Khalid Galant, CEO of the SA Institute for Drug-Free Sport, remarked the finding on attempt of Leballo to subvert the process should serve as a warning to athletes that attempting to coerce or intimidate a doping control officer was itself a prosecutable offence. Galant pointed to the case where Manchester United player Phil Jones was recently suspended for two matches after he verbally abused a doping control officer after winning the Europa League final. Galant also commented that Daley Blind, the teammate of Jones, was fined €5000 for a similar offence on the same night. The SAIDS CEO said “Jones and Blind had apparently objected to being asked to attend drug-control while the teammates celebrated after the match.

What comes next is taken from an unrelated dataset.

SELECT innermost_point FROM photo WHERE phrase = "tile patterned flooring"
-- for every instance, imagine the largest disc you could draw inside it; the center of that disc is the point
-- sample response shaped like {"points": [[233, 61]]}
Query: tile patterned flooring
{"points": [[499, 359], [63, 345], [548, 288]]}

This instance of doping by a top South African athlete is rare. Few months back, South African 110m hurdles champion Tiaan Smit received a doping ban of four years after he tested positive for the banned anabolic agent Clenbuterol. The Tuks athlete was tested on the day he won the national crown in Potchefstroom. On April 22 this year, Smit clocked a 13.42sec personal best as he upstaged the favorite‚ Olympian Antonio Alkana‚ by seven hundredths of a second. Alkana was technically poor on that day as he hit too many hurdles.
In a disciplinary hearing, Smit said he wanted to lose two to three kilograms at the time and asked a friend — who is also an athlete‚ a javelin thrower — what he can use. The South African 110m hurdles champion said the friend suggested Clenbuterol‚ for which he paid R500 and had to go and collect it from another person and not his friend.